Keadaan ini yang menurut
pertimbangan kepolisian atau kejaksaan, membuat penanganan tindak pidana
korupsi sulit di laksanakan dengan baik dan dapat di pertanggung jawabkan.
Tugas Penyelidikan, Penyidikan, dan Penuntutan
KPK melaksanakan tugas penyelidikan, penyidikan, dan penuntutan
yang:
1.
Melibatkan aparat penegak hukum,
penyelanggara negara, dan orang lain yang ada kaitannya dengan tindak pidana
korupsi yang di lakukan oleh penegak hukum atau penyelanggara negara;
2.
Mendapat perhatian yang meresahkan
masyarakat; dan /atau
3.
Menyangkut kerugian negara paling
sedikit Rp 1 miliar.
KPK berwenang untuk:
1.
Melakukan penyadapan dan merekam
pembicaraan;
2.
Memerintahkan seseorang pergi ke
luar negeri;
3.
Meminta keterangan kepada bank atau
lembaga keuangan lainnya tentang keadaan keuangan tersangka atau terdakwa yang
sedang di periksa;
4.
Memerintahkan kepada bank atau
lembaga keuangan lainnya untuk memblokir rekening yang di duga hasil dari
korupsi milik tersangka, terdakwa, atau pihak lain yang terkait;
5.
Memerintahkan kepada pimpinan atau
atasan tersangka untuk memberhentikan sementara tersangka dari jabatannya;
6.
Meminta data kekayaan dan data
perpajakan tersangka atau terdakwa kepada instansi yang terkait;
7.
Menghentikan sementara suatu
transaksi keuangan, transaksi perdagangan, dan perjanjian lainnya atau
pencabutan sementara perizinan, lisensi, serta konsesi yang dilakukan atau
dimiliki oleh tersangka atau terdakwa yang di duga berdasarkan bukti awal yang
cukup ada hubungannya dengan tindak pidana korupsi yang sedang diperiksa;
8.
Meminta bantuan interpol Indonesia
atau instansi penegak hukum negara lain untuk melakukan pencarian, penangkapan,
dan penyitaan barang bukti di luar negeri;
9. Meminta bantuan kepolisian atau instansi lain yang terkait untuk melakukan penangkapan, penahanan, penggeledahan, dan penyitaan dalam perkara tindak pidana korupsi yang sedang ditangani.
Tugas Pencegahan
Dalam melakukan tugas pencegahan, KPK berwenang:
1.
Melakukan pendaftaran dan
pemeriksaan terhadap laporan harta kekayaan penyelenggara negara;
2.
Menerima laporan dan menetapkan
status gratifikasi;
3.
Menyelenggarakan program pendidikan
antikorupsi pada setiap jenjang pendidikan;
4.
Merancang dan mendorong
terlaksananya program sosialisasi pemberantasan tindak pidana korupsi;
5.
Melakukan kampanye antikorupsi
kepada masyarakat umum;
6. Melakukan kerjasama bilateral atau multilateral dalam pemberantasan tindak pidana korupsi.

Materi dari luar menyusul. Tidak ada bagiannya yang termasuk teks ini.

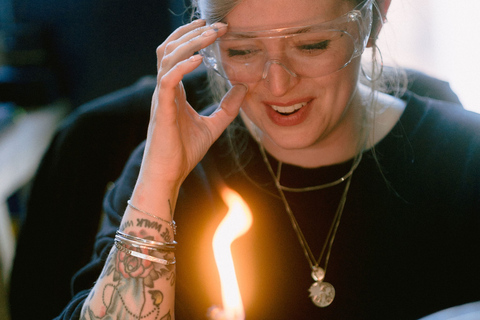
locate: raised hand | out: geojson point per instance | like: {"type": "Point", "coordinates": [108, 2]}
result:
{"type": "Point", "coordinates": [178, 137]}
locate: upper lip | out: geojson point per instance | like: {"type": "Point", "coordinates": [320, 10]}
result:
{"type": "Point", "coordinates": [289, 103]}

Tugas Pemantauan (Monitoring)
Dalam melaksanakan tugas monitor, KPK berwenang:
1.
Melakukan pengkajian terhadap sistem
pengelolaan administrasi di semua lembaga negara dan pemerintah;
2.
Memberi saran kepada pimpinan
lembaga negara dan pemerintah untuk melakukan perubahan jika berdasarkan hasil
pengkajian sistem pengelolaan administrasi tersebut berpotensi korupsi;
3.
Melaporkan kepada presiden republik
Indonesia, dewan perwakilan rakyat dan badan pemeriksa keuangan, jika saran KPK
mengenai usulan perubahan tersebut tidak di indahkan.
Kewajiban dan Larangan
KPK berkewajiban untuk:
1.
Memberikan perlindungan terhadap
sanksi atau pelapor yang menyampaikan laporan ataupun memberikan keterangan
mengenai terjadinya tindak pidana korupsi;
2.
Memberikan informasi kepada
masyarakat yang memerlukan atau memberikan bantuan untuk memperoleh data lain
yang berkaitan dengan hasil penuntutan tindak pidana korupsi yang di
tanganinya;
3.
Menyusun laporan tahunan dan
menyampaikan kepada presiden republik Indonesia, dewan perwakilan rakyat
republik Indonesia, dan badan pemeriksa keuangan;
4.
Menegakkan sumpah jabatan;
5.
Menjalankan tugas, tanggung jawab,
dan wewenangnya berdasarkan asas-asas tersebut diatas.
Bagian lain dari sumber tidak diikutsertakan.